Inclusão

Afogamento é risco silencioso para crianças com TEA, diz especialista

31/01/2026 Isabela Marangoni
Divulgação

O verão traz praia, piscina e diversão, mas também exige atenção redobrada quando o assunto é a segurança das crianças na água. No Brasil, o afogamento está entre as principais causas de morte acidental na infância. Dados do Ministério da Saúde mostram que, entre 2010 e 2023, o país registrou 71.663 mortes por afogamento. Dentro desse cenário, crianças com Transtorno do Espectro Autista (TEA) apresentam um risco significativamente maior em comparação às crianças típicas.

A maior vulnerabilidade está associada a fatores como a atração pela água e a dificuldade em reconhecer situações de perigo. Segundo a especialista em Psicomotricidade Aquática Amanda Godoy, essas ocorrências estão diretamente ligadas a características próprias do transtorno, como limitações na comunicação, ausência de noção de risco e comportamentos de fuga desencadeados por estímulos sensoriais. “Elas não reconhecem adequadamente situações de risco. Piscina, rio ou praia não são percebidos como ambientes perigosos”, explica. “Além disso, muitas crianças com TEA não verbalizam e não conseguem expressar o que querem ou pedir ajuda”.

Outro fator determinante é o forte apelo sensorial da água. O brilho, o movimento e a sensação corporal tornam o ambiente aquático altamente atrativo. “A água é um estímulo. Ao entrar, há uma percepção corporal muito intensa, o que faz com que a criança se afaste de um local seguro para se aproximar da água, sem entender o risco”, afirma Amanda.

Durante o verão, quando praias e piscinas passam a fazer parte da rotina das famílias, os acidentes tendem a aumentar. De acordo com a especialista, muitos casos acontecem em intervalos mínimos de distração dos responsáveis. “O afogamento é silencioso, rápido e imprevisível. Muitas vezes não há grito nem pedido de ajuda, especialmente quando a criança não verbaliza”.

Terapia como prevenção
Diante desse cenário, Amanda destaca a psicomotricidade aquática como uma estratégia fundamental de prevenção. Diferente da natação tradicional, a abordagem não tem como objetivo principal o aprendizado técnico de estilos de nado, mas o desenvolvimento global da criança. “A natação é uma aprendizagem esportiva, técnica e padronizada. A psicomotricidade aquática é uma intervenção terapêutica. Usamos a água como recurso para o desenvolvimento cognitivo, emocional e motor”.

Segundo ela, a primeira habilidade trabalhada nas sessões é a sobrevivência no meio líquido. “Antes de qualquer conteúdo terapêutico, a prioridade é autonomia e sobrevivência. A criança precisa saber cair na piscina e não se afogar. Esse é o primeiro e principal objetivo”.

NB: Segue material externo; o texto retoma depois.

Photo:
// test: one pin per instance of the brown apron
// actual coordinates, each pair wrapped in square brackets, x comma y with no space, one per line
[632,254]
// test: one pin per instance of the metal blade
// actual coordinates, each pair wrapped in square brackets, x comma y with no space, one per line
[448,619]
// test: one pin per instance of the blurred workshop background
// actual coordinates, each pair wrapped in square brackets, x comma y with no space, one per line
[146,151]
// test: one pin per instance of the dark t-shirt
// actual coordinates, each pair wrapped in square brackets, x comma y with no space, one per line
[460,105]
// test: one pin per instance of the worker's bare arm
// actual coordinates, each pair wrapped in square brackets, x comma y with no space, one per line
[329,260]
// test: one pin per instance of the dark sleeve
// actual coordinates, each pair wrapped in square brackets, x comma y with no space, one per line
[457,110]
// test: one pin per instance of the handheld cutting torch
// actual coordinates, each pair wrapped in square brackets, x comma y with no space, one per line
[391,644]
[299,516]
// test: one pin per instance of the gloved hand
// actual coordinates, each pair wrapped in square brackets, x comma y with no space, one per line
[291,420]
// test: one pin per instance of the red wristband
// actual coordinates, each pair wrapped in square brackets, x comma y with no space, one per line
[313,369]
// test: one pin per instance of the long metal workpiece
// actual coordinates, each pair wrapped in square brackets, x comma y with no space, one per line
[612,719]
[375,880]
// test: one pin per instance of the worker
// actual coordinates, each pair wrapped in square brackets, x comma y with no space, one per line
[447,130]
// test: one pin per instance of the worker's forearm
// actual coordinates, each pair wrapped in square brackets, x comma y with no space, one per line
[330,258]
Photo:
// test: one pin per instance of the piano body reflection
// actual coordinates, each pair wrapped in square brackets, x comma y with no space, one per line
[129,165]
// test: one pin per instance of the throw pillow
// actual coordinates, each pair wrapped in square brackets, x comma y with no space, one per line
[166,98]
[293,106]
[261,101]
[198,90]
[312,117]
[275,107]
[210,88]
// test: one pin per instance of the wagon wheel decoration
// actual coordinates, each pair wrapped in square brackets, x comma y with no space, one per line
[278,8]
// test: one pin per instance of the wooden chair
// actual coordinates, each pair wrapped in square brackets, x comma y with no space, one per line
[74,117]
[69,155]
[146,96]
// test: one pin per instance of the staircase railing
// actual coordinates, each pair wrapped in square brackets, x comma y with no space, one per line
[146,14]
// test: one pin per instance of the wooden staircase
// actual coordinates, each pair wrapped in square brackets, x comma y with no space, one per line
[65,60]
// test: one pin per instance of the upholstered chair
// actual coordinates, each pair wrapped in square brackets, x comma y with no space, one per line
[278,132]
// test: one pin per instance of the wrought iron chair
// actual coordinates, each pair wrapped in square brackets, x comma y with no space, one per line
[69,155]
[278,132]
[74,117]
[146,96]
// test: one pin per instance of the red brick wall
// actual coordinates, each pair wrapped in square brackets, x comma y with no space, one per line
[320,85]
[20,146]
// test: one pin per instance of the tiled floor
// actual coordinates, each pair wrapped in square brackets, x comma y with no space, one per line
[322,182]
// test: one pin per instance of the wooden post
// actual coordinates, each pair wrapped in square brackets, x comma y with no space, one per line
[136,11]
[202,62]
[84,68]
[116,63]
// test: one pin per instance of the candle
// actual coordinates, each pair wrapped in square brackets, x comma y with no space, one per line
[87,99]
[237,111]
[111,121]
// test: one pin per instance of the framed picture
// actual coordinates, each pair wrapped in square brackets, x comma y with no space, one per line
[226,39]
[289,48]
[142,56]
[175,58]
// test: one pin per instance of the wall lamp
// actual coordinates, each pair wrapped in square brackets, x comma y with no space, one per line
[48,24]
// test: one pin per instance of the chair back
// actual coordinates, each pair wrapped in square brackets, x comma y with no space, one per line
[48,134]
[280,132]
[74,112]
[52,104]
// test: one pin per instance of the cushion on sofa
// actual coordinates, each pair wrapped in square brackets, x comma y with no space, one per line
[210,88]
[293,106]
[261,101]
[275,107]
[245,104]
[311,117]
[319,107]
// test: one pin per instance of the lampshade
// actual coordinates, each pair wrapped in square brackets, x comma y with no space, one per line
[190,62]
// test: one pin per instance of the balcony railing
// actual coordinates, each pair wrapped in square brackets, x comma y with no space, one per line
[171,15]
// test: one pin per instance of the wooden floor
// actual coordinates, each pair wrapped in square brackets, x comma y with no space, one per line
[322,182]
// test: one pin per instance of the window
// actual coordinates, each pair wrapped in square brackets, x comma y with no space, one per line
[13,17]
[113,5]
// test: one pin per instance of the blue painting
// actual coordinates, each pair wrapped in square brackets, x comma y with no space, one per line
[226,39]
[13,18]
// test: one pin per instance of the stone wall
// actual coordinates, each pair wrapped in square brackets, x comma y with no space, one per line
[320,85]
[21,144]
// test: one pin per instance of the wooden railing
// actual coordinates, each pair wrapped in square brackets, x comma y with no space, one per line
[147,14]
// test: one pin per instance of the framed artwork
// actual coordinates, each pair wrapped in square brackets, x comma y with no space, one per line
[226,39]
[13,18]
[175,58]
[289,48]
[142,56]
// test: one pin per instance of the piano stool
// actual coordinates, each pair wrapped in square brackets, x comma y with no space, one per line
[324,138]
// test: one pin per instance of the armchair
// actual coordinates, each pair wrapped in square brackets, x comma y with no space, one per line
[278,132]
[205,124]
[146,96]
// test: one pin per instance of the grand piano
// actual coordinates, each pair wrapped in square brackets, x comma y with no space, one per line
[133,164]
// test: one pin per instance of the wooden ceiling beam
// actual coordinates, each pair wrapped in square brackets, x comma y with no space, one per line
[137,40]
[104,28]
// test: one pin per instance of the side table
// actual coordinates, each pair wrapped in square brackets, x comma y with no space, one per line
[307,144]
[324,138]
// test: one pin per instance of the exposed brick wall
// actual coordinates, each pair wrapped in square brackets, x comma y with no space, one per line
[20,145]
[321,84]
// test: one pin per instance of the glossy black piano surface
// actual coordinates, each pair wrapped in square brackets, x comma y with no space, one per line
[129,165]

As sessões envolvem o desenvolvimento da consciência corporal, controle postural, coordenação motora, equilíbrio, organização sensorial e autorregulação emocional. Os atendimentos são individualizados, respeitando as necessidades de cada paciente, embora também possam ocorrer em pequenos grupos, estimulando a interação social.

A psicomotricidade aquática pode ser iniciada a partir dos seis meses de idade, mediante autorização médica, e não é restrita a pessoas com TEA. “Pessoas típicas e atípicas podem se beneficiar. A psicomotricidade é movimento, e a água é um recurso terapêutico riquíssimo”, ressalta.

Informação salva vidas
Além da terapia, a especialista reforça a importância de medidas preventivas no ambiente doméstico e em locais de lazer. “Monitoramento constante é essencial. Piscinas precisam estar sempre protegidas e fechadas. Prevenir não é exagero, supervisionar não é paranoia”.

Amanda também defende que o tema seja mais discutido. “A gente sempre acha que nunca vai acontecer com a gente, mas o afogamento acontece em segundos. Ensinar segurança na água não é luxo, é cuidado. A água pode e deve ser um espaço de alegria, desenvolvimento e vínculo, desde que seja segura”.

Pioneira na psicomotricidade aquática na Baixada Santista, ela afirma que, apesar de ainda ser uma terapia pouco conhecida, o método tem conquistado reconhecimento. “Hoje, muitos médicos já indicam porque estão vendo os resultados. Informação, atenção e preparo salvam vidas. Esse é o nosso principal objetivo”.